The Allstate Corporation recently announced the closing of its acquisition deal for National General Holdings Corp, for $4 billion.
This new purchase is the latest in a number of strategic moves being made by the insurance company.
“The acquisition of National General advances our strategy of growing personal lines insurance with an increase of 1 percentage point in market share. Independent agents will now have more protection offerings for customers, with a strong technology platform creating growth opportunities for them and Allstate. National General’s accident and health business will also further expand Allstate’s circle of protection,” said The Allstate Corporation president, CEO and chair, Tom Wilson.
The insurance company has stated that it intends to release additional information about this recent acquisition on February 4, 2021, during Allstate’s quarterly earnings call. That said, it is already know that this is only one of several strategic moves the company has been making over the last few years – and that it will continue to make – in an increasingly competitive environment.
With the closure of the $4 billion cash deal, National General shareholders will receive $32 per share, in addition to about $2.50 per share in dividends. This will provide them with a total of $34.50 per share that they hold.

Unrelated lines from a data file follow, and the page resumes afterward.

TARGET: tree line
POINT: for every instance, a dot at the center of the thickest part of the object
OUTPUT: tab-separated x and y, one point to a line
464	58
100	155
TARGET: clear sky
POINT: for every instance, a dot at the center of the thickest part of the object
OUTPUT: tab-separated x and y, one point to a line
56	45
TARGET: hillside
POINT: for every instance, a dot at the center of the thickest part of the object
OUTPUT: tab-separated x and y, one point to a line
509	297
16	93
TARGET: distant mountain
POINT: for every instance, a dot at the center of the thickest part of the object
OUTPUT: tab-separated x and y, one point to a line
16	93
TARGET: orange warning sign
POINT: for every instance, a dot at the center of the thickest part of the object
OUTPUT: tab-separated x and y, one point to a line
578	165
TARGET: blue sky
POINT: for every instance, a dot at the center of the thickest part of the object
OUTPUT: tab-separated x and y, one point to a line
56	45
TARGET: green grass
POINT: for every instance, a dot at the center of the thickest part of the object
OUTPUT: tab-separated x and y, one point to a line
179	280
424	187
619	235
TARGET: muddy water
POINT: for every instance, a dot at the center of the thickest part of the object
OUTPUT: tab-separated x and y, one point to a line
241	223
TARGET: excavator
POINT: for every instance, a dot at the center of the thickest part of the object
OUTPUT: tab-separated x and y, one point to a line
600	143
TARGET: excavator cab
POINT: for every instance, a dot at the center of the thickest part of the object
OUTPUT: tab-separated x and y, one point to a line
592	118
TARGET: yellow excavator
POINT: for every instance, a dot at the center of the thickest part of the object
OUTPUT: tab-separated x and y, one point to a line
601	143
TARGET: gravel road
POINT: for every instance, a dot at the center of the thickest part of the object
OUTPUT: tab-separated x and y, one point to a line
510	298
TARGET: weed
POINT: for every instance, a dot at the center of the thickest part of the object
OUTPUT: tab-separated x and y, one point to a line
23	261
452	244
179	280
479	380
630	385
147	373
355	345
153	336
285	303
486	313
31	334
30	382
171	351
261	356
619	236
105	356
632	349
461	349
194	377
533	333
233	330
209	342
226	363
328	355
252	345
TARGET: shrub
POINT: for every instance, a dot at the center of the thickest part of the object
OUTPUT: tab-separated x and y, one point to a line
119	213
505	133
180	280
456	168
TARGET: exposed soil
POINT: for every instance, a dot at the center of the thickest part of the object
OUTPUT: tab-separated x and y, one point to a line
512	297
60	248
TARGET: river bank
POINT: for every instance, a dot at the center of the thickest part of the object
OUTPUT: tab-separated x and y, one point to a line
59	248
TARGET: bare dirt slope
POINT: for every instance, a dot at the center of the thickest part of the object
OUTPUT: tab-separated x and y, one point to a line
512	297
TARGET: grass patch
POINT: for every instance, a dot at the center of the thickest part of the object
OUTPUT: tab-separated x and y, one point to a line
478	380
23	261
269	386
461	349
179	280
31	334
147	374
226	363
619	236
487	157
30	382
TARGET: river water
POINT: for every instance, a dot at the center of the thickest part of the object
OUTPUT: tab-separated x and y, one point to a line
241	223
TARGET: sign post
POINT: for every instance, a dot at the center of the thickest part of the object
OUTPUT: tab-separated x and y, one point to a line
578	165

The company’s 2019 gross premiums were $5.6 billion, with an operating income of about $319 million that year. This was generated from a spectrum of property-liability coverage products, including “non-standard” auto insurance.
According to Allstate, this move will also help to strengthen its independent agent businesses. National General has 42,000 independent agents of its own, selling property-casualty products. It will also raise the insurer’s own personal lines premiums by $4 billion and raise its market share by over 1 percent, to bring it to 10 percent total.
The National General Holdings Corp board in New York City had already approved the deal to be acquired by Allstate. Moreover, no less than 40 percent of its voting shares also committed to the deal’s approval.